The Vectorized Cluster Buffer (VCB)
In high-throughput RL, important experiences are often overwritten almost immediately. The VCB is not just a replay buffer; it is a "Life Experience Buffer" that fundamentally changes training dynamics.
By organizing transitions into semantic clusters, Dojo ensures that rare but critical events—near-failure states, complex recoveries, and edge cases—are preserved for orders of magnitude longer than standard uniform buffers.
Empirical Impact (Cluster=128)
*VCB increases long-tail retention by 2 orders of magnitude, effectively solving catastrophic forgetting in high-speed training regimes.

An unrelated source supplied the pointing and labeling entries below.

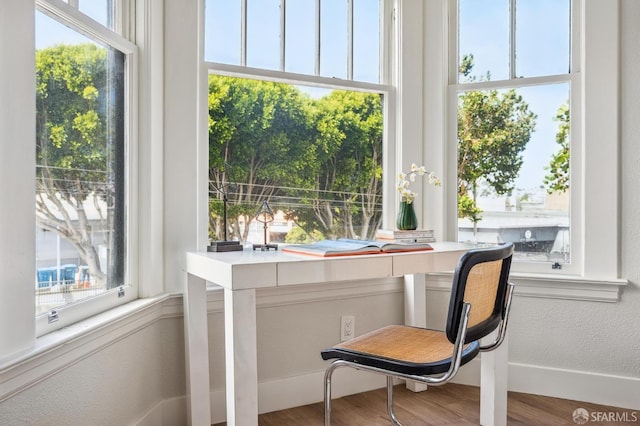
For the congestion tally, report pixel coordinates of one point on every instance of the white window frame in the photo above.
(72, 17)
(280, 76)
(573, 79)
(595, 195)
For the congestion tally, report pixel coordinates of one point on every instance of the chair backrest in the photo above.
(480, 279)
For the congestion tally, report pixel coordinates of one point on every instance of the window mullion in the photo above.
(283, 33)
(512, 39)
(243, 33)
(317, 45)
(349, 39)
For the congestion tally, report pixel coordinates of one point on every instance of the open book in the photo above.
(347, 247)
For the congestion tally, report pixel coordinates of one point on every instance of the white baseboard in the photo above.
(615, 391)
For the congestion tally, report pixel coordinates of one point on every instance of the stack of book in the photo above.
(397, 236)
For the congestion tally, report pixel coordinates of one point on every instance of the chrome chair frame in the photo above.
(434, 380)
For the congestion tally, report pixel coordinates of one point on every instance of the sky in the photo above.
(538, 52)
(542, 48)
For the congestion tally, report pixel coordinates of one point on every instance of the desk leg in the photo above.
(493, 385)
(197, 351)
(241, 357)
(415, 311)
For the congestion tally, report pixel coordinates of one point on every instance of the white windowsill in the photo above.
(552, 286)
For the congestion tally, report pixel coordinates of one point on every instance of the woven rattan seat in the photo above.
(479, 304)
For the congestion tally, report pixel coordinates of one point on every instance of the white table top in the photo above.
(258, 269)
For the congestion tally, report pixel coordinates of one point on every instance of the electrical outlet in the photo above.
(347, 327)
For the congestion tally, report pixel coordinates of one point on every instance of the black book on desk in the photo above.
(221, 246)
(350, 247)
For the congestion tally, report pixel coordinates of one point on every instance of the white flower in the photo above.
(404, 180)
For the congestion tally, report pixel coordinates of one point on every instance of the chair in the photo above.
(479, 304)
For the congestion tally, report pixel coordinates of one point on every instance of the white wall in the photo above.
(572, 349)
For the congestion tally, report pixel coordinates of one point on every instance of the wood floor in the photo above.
(451, 404)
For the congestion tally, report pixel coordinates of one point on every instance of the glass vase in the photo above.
(407, 219)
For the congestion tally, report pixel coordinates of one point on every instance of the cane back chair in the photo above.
(479, 304)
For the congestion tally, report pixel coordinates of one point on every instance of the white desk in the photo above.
(241, 273)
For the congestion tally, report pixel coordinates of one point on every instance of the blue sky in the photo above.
(542, 48)
(538, 51)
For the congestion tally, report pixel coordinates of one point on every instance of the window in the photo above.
(329, 38)
(297, 119)
(517, 93)
(81, 163)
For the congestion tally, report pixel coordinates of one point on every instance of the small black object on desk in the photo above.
(265, 215)
(223, 188)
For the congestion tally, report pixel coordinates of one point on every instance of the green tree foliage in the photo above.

Hardware-Aligned Architecture
Dojo decouples simulation from learning to maximize bare-metal throughput. Every layer is optimized for zero-latency execution and GPU saturation.

Decoupled Simulation
N-World asynchronous runners scale across all CPU cores. Lock-free queues ensure the simulator never waits for the GPU learner.
Zero-Copy Bridge
Uses Pinned Memory and Direct Memory Access (DMA) to bypass OS pageable RAM, allowing the GPU to pull data at maximum PCIe bandwidth.
The Butler Thread
A dedicated Lifecycle Manager that handles double-buffered transfers. The Learner is always sampling from local VRAM, spending 100% of its cycles on matrix multiplication.

Scripted Evaluation
Reward alone is a poor predictor of real-world stability. Dojo implements a scripted pipeline that evaluates policies under deterministic conditions.
- 1
Standardized Benchmarks: Hold, forward motion, and disturbance recovery tests.
- 2
Survival over Reward: Identify policies that maximize survival and stability, even if they have lower aggregate reward.
- 3
Sim-to-Real Selection: Automated checkpoint picking based on real-world survival criteria.
Dojo is currently an internal platform used to train and deploy policies for our custom robotic hardware. We are actively expanding its capabilities for multi-tenant cloud workloads and complex sim-to-real refinement loops.